Türk Tarihinde Genç Osmanlılardan başlamak üzere, haysiyetli bir dünya görüşüne sahip bir kadrolaşma hareketi yoktu. Eşya ve hadiseleri kucaklayacağı bir ideali olmadığı için kendisini millete
benimsetemedi. Sultan Abdülaziz’den Cemal Gürsel dönemine kadar, teşekkül eden fikir hizipleri ve partiler tek farika çerçevesinde toplanıp birleşmişti. Doğu geri, batı ileriydi. Milleti ilerletmek için batıyı kopya etmekten başka çare yoktu. Fransız İhtilâlinden kalma, demokrasi, liberalizm, uhuvvet, hürriyet,
müsavat, adalet bir çalar saat monotonluğundaki nakarattı. Kurtuluşu dışarıda arayan bir dış şekildi. Bu partilerin kahramanları ise, Türk cemiyetinin, geçmişi bugünü ve tarih muhasebesi için tek damla ter dökmüş değillerdi. Başına ne geldiyse bu partilerden çekmiş olan Türk milleti, henüz gerçek bir ideoloji partisine kavuşmuş değildi. Kavuşmak bir yana kavuşmanın imkânlarına sahip değildi.

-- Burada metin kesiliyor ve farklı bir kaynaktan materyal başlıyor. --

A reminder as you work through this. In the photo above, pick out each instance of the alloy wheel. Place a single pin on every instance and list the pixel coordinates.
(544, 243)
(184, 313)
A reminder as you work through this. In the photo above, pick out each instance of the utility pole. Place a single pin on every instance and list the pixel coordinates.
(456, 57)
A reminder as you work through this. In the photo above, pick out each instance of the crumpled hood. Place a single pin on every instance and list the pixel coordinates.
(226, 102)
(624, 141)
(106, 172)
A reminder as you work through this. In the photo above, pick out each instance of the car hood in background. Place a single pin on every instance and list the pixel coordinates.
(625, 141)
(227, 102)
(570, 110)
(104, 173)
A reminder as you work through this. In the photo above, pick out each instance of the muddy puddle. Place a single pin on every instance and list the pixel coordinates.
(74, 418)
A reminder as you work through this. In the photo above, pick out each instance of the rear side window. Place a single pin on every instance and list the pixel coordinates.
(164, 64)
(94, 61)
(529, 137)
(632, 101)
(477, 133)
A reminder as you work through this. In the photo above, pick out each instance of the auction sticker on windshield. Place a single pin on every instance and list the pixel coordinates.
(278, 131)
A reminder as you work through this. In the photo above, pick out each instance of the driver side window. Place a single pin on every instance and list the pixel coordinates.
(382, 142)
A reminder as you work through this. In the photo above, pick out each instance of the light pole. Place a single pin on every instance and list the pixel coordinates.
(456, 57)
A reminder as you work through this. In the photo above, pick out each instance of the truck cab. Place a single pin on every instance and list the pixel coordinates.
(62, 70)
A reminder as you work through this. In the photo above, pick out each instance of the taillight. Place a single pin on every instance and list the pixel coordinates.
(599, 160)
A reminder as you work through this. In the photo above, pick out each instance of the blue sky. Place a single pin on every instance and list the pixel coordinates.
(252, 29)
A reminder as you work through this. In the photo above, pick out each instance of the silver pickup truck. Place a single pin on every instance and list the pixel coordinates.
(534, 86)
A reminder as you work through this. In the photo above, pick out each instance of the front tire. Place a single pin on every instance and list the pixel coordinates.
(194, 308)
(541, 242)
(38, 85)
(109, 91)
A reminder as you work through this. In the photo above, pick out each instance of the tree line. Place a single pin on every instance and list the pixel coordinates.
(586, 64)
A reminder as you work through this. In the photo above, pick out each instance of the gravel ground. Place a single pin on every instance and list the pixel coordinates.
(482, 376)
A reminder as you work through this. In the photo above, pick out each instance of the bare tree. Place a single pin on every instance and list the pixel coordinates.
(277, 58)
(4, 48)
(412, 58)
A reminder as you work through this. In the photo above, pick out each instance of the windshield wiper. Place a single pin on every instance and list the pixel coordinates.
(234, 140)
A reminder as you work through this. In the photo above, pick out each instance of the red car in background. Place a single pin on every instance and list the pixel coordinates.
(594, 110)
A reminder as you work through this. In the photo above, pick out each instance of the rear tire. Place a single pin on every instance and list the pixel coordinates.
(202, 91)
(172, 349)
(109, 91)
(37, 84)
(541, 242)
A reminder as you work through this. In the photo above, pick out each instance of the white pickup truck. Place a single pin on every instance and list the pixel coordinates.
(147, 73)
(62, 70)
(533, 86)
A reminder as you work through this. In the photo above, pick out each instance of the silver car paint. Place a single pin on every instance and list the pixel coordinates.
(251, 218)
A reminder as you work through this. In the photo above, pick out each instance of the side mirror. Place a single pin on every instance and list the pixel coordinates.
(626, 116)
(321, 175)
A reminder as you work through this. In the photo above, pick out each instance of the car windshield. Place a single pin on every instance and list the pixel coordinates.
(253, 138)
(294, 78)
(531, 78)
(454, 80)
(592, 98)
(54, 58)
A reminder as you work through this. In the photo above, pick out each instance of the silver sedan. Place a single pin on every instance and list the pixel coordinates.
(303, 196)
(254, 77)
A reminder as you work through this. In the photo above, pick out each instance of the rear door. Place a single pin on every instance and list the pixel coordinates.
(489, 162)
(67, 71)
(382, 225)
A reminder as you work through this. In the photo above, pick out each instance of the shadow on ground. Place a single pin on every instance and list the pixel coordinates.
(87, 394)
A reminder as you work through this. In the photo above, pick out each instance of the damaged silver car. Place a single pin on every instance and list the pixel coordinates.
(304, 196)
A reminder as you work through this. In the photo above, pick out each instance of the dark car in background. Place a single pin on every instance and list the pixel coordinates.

Türkiye’de partiler tam bir asır, bekleneni kendi eksiklerinde göstermek ve milli hasreti derinleştirmekten başka bir işe yaramamıştı. (Kısakürek,2015b:76-79) Daha önce CHP ceberutluğu varken, daha sonrasında çok parti hercümerci vardı. (Kısakürek, 2015b: 84)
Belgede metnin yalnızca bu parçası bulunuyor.